Blair gets US medal as era ends
Blair gets US medal as era ends
By Paul Reynolds World affairs correspondent, BBC News website |
Blair and Bush: close alliance |
The award by President Bush of the Presidential Medal of Freedom to Tony Blair marks not only the close alliance between the two men but the end of an era of British-American relations.
The former British prime minister will receive his medal, the highest civilian honour given by the United States, at the White House on 13 January.
Also receiving the medal will be the former Australian prime minister John Howard and Colombian President Alvaro Uribe - also allies in Mr Bush's "war on terror" and the war in Iraq.
Mr Bush and Mr Blair forged what became a personal as well as a political alliance at Camp David in early 2001, just after President Bush took office.
Camp David start
It was an unexpected meeting of minds and it was dramatically strengthened after 9/11.
Mr Blair went to Washington and was present in Congress when Mr Bush gave a speech in which the president declared his "war on terror".

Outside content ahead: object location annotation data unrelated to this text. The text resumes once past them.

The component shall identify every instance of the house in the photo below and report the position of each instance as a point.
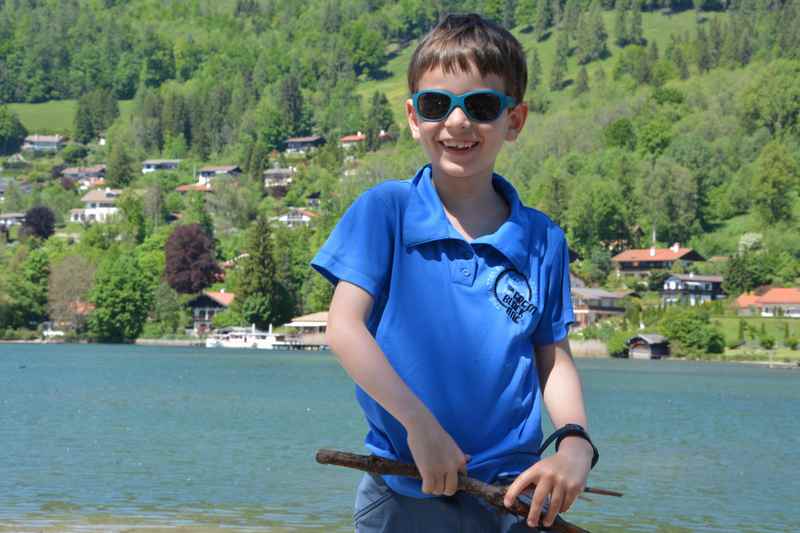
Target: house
(296, 217)
(642, 262)
(301, 145)
(278, 180)
(647, 346)
(153, 165)
(591, 305)
(11, 219)
(44, 143)
(350, 141)
(205, 306)
(691, 289)
(310, 328)
(100, 206)
(194, 187)
(87, 177)
(777, 301)
(7, 183)
(207, 173)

He turned to Mr Blair, sitting in the balcony, and the members of Congress gave him a standing ovation.
There followed in due course the Iraq war in which Mr Blair fully agreed with the US president.
President-elect Obama does not come from the old American political establishment that produced Presidents Bush senior and junior |
And now, with Mr Blair already out of office and President Bush on his way out, the medal ceremony will be a moment that prompts not only a look back but also a look forward.

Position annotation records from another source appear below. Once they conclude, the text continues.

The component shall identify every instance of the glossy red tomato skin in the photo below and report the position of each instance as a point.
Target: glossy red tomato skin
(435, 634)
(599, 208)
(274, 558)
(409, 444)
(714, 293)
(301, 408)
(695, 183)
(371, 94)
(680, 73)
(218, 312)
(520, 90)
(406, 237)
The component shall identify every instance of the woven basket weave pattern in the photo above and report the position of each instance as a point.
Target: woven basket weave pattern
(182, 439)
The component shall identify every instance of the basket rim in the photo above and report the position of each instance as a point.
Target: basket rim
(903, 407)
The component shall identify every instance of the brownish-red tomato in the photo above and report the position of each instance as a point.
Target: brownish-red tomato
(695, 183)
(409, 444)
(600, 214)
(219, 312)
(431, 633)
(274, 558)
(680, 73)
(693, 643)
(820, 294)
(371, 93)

It is unlikely that British-American relations will be as close for the foreseeable future.
President-elect Obama does not come from the old American political establishment that produced Presidents Bush senior and junior.
In fact he has cause to distrust the British, his grandfather having been imprisoned and tortured during the Mau Mau uprising in Kenya.
'Soft hat'
The British prime minister Gordon Brown is an ardent admirer of the United States and the alliance will continue, as it has done with its ups and downs since the end of World War II, but there are question marks over it now.

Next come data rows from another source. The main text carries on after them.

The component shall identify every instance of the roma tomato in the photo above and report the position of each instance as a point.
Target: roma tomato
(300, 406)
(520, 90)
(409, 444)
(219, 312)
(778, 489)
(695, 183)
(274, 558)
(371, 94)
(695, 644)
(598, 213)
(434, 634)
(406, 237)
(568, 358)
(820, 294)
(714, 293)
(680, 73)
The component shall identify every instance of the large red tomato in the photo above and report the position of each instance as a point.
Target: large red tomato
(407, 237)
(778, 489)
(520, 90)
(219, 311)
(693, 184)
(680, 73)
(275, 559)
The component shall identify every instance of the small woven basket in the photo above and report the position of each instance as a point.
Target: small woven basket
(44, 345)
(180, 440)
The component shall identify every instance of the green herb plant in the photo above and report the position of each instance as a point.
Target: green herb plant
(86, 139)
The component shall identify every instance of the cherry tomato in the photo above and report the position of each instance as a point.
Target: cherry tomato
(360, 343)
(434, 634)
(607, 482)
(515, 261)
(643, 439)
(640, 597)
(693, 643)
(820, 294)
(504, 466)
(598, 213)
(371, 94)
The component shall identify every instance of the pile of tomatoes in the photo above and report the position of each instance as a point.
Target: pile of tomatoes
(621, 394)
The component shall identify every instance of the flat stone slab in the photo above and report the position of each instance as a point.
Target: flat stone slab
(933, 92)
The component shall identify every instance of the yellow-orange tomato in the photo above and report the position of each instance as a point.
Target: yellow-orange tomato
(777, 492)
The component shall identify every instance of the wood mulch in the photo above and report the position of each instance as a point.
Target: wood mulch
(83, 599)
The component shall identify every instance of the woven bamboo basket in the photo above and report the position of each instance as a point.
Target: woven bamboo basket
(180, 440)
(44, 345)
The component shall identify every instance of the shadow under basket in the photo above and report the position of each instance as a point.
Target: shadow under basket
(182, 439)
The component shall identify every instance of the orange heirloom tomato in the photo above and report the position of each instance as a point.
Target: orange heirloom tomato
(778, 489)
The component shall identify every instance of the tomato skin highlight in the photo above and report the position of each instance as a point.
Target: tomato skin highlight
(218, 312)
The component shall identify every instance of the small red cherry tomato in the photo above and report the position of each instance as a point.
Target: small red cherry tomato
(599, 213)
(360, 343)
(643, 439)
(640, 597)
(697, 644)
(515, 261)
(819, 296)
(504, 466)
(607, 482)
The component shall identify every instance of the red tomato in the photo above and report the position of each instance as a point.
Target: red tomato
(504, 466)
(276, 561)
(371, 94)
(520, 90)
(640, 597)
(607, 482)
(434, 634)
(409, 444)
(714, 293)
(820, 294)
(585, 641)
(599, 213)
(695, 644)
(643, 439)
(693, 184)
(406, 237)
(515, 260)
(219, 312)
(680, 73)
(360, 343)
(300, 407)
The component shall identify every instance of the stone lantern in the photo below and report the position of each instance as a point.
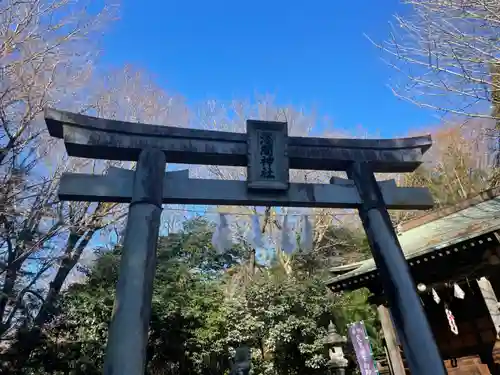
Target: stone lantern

How far will the UK go in supporting the US surge in Afghanistan?
Will it be willing or able to erase the suspicion among the US military that its "soft hat" approach, tried and abandoned in both Iraq and Afghanistan, was mistaken and weak?
Will Britain still be fielding as many troops in 10 years' time? |
What if the US and/or Israel decides to attack Iran's nuclear plants?
And beyond immediate policy considerations looms the issue of where European governments are going in their defence policies.
With such pressure on budgets these difficult days, defence spending might be an easy target.
There are already doubts in some US quarters that Europe will have the stomach for direct military action much longer and will not be able to field many forces in a decade's time.
Will Britain be part of that trend or will it try to hold to its traditional policies aligning it with the US? And will it be able to do so?
No doubt the usual pleasantries will be uttered when Gordon Brown visits the new president.
But the phrase "special relationship", long discouraged by the British Foreign Office, will not be heard that much, except from those describing its demise or, at least, its diminishment.
This moment also challenges British thinking about where the country is going.
The UK still occupies what it has always regarded as its comfortable position of being half-in and half-out of Europe and close to, but not necessarily tied to, the United States.
If the US distances itself under President Obama and Britain still hesitates about developing the joint defence polices that the Lisbon Treaty allows for, the UK could be heading for a further debate about where its place should be.